1 – British Library (G.15961)

2 – British Library (577.h.27.(1))

3 – National Archives, Kew (Rare Books 50)

4 – C. E. Kenney Collection, sold Sotheby’s, London, 19 October 1965 lot 889 (complete with a duplicate of Cheshire), present whereabouts unknown, not believed to be one of the above

5 – British Library (C.77.d.16) – England inserted

6 – Burden Collection – lacks Wales

7 – Bodleian Library, Oxford (Gough Maps 125) – lacks the two folding of England and Wales

8 – Bodleian Library, Oxford (Tanner 888) – lacks title and the two folding of England and Wales

9 – Winchester College, Fellows Library (Bk7111) – lacks England, ex E. G. Box Collection

An example at Cambridge University Library (Bbb.*8.31(B), lacks title, address, general plate and all after Lincolnshire).

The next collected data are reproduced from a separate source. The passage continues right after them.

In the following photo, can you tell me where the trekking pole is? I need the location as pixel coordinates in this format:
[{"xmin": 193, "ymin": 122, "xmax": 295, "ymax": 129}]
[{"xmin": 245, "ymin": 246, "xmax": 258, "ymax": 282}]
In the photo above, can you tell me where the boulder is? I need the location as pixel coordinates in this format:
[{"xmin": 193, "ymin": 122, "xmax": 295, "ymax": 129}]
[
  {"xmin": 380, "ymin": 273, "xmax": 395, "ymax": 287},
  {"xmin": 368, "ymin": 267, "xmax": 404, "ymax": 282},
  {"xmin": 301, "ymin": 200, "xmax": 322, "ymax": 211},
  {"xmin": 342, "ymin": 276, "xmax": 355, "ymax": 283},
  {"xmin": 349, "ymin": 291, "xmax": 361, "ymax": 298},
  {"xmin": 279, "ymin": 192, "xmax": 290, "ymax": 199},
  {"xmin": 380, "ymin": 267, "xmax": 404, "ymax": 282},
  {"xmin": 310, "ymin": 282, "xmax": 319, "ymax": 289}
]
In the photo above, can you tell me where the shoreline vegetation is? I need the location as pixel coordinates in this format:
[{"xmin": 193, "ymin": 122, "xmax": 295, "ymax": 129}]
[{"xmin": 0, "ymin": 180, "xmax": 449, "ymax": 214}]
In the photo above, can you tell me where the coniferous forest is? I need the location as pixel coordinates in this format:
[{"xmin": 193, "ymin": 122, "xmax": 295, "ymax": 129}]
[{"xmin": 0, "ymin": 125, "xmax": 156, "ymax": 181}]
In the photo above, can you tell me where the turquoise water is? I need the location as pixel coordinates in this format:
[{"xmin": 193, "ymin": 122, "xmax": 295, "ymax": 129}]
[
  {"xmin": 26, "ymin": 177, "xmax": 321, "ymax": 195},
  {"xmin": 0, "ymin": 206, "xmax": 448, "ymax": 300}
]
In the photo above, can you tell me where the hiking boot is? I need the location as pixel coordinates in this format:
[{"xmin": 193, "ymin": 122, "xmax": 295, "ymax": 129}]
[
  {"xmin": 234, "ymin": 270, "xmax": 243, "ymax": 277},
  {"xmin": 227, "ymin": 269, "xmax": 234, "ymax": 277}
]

Provenance: early manuscript initials? on the title page; Cyril Ernest Kenney (1898-73) F.B.A., F.R.I.C.S., chartered surveyor and bibliophile; collection sold at Sotheby’s, London, 19 October 1965 lot 890; acquired by Stanley Crowe; Donald Hodson collection (1933-2016), carto-bibliographer.

References: Barber (2007) pp. 1632-34; Bennett (1996) pp. 62-3; British Book Trade Index; Delano-Smith (1997) p. 179; Delano-Smith (2006) pp. 54-7; Delano-Smith & Kain (1999) p. 160; Elias (1981); Fordham (1924) p. 8; Hind (1952) I p. 30; Hodson (2000) T1; Kitchen (1997); Lawrence (1982); Lawrence (1989); Library Hub Discover; Lynam (1953) pp. 66-74; Ravenhill (1972); refer to Skelton (1970) 20; Smith (1988) p. 117; Taylor (1968) II pp. 45-50; Worms & Baynton-Williams (2011).


England an intended guyde, for English travailers: Shewing in generall, how far one citie, & many shire-townes in England, are distant, from other

Edward All-de dwelling near Christ-Church, London, 1625
THE FIRST DISTANCE TABLES BOOK ON ENGLAND. Quarto (275 x 190 mm.), eighteenth century half calf, marbled paper boards, spine with gilt ruled compartments, red calf gilt title label affixed. With typographic title page set within an ornate woodcut frame, two-page address by John Norden, pp. (4), 39 (of 40) triangular distance tables (England with some repair, and Yorkshire both folding), lacking the folding Wales, waterstained on the outer edge, otherwise in good condition.